FIFA U-17 World Cup: India face a severe test when they play USA in opener

Luis Norton de Matos is hoping India's work-ethic, coupled with the execution of tactics, will help them achieve a ‘respectable’ result.

Written by Mihir Vasavda | Updated: October 6, 2017 1:26 pm
fifa u-17 world cup, u-17 world cup, india u-17, india vs usa, amarjit singh, Luis Norton de Matos, football, sports news, indian express India Under-17 captain Amarjit Singh attends a press conference on the eve of the team’s match against USA in New Delhi. (Source: PTI)

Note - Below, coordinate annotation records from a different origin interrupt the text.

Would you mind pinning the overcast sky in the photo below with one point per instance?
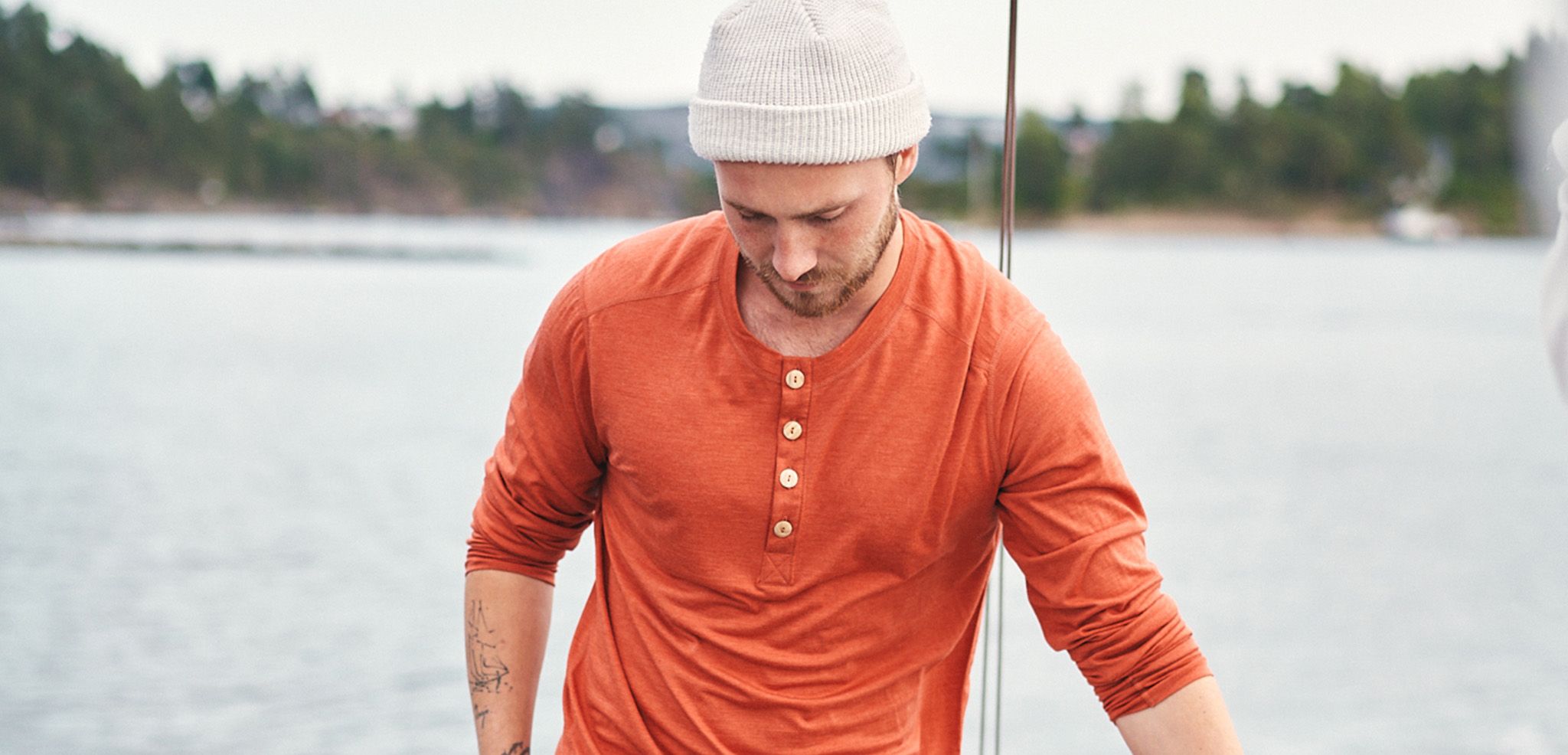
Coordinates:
(646, 52)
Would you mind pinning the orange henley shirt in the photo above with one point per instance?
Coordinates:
(791, 553)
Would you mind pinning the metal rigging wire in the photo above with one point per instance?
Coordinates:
(991, 714)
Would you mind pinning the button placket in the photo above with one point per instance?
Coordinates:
(791, 478)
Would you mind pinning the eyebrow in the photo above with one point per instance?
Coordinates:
(803, 215)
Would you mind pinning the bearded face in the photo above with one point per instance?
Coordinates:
(830, 285)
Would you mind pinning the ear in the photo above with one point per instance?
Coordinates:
(906, 161)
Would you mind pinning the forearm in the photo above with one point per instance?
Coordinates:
(507, 620)
(1192, 721)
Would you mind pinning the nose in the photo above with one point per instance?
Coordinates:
(792, 253)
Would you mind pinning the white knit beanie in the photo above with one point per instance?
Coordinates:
(806, 82)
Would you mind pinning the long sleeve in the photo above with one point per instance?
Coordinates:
(541, 482)
(1074, 526)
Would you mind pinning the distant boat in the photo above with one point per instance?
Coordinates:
(1421, 224)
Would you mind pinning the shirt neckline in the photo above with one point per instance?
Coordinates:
(869, 332)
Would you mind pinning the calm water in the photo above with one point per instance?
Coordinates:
(234, 485)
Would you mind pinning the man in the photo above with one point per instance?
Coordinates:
(799, 426)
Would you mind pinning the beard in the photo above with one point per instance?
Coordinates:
(835, 286)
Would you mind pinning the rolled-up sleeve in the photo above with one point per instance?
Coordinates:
(543, 479)
(1074, 526)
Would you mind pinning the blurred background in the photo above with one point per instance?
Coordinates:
(267, 273)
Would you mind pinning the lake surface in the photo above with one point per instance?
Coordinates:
(236, 479)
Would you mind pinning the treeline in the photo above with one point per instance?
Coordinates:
(77, 126)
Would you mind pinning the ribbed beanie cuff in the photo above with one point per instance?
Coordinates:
(806, 82)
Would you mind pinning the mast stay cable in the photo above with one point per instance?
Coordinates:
(991, 714)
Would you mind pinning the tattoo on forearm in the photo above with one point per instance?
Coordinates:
(486, 671)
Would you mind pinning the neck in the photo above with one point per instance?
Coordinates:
(794, 335)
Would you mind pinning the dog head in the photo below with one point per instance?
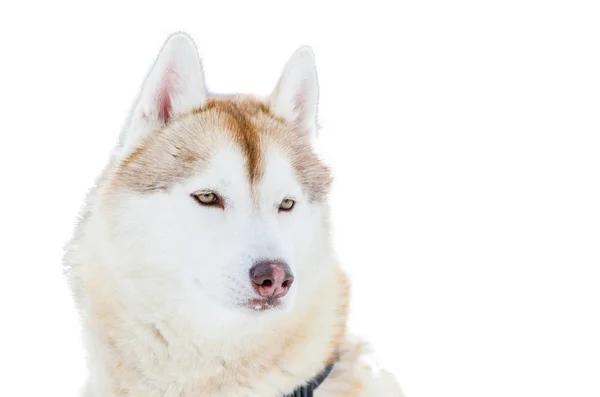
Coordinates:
(218, 203)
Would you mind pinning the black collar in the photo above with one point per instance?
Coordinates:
(307, 390)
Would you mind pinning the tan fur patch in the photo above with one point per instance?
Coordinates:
(183, 147)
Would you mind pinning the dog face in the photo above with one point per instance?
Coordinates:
(218, 204)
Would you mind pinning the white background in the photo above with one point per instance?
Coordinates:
(464, 137)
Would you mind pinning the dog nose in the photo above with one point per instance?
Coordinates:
(271, 278)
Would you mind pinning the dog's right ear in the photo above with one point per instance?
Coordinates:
(174, 86)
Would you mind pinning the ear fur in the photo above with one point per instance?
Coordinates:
(174, 86)
(296, 95)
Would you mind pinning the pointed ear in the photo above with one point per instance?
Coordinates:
(296, 96)
(174, 86)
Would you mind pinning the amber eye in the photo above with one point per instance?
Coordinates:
(287, 205)
(208, 198)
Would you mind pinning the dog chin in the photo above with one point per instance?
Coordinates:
(264, 304)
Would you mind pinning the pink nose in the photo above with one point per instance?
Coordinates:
(271, 278)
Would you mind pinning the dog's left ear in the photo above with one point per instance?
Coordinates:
(296, 96)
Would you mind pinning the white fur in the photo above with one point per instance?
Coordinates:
(160, 261)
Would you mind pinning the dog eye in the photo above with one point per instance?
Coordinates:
(287, 205)
(208, 198)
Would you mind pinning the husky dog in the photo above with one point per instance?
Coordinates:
(202, 263)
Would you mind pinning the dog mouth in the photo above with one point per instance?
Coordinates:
(263, 304)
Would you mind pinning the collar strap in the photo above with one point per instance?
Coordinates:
(308, 389)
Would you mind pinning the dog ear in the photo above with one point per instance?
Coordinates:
(174, 86)
(296, 95)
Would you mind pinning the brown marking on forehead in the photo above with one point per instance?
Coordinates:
(185, 146)
(242, 117)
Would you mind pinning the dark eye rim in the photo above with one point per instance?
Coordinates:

Barely five days after they will play their last Group Stage match, India’s under-17 team is likely to play Qatar. This isn’t crystal ball gazing of their Round of 16 opponent at the World Cup. But as the tournament will shift gears and move into the knockout stages, India will return to doing what they’ve done for the last two years — play practice games.

Before that happens, though, the most-prepared Indian team will be put through a severe test. They have travelled across the world and played more than 100 matches in anticipation of this day. India eventually had to host the World Cup to be a part of it. And this Class of 2000 will become the first-ever Indian football team to play a World Cup — any World Cup — when they take on the USA tonight.

It’s a momentous occasion, nevertheless. On Thursday evening, just when India captain Amarjit Kiyam entered the press-briefing room, the hashtag ‘back the blue’ was trending on Twitter. Bollywood actors, cricketers and football stars were all tweeting their best wishes.

Amidst all this hype, however, the All India Football Federation (AIFF) has remained realistic about the team’s abilities. “The excitement has built up. The momentum is good and stadium will be full. Realistically, everybody realizes we are in a tough group. But nobody is looking at performance per se of the Indian national team. The coach (Luis Norton de Matos), however, is saying don’t be surprised if there are upsets,” AIFF president Praful Patel says.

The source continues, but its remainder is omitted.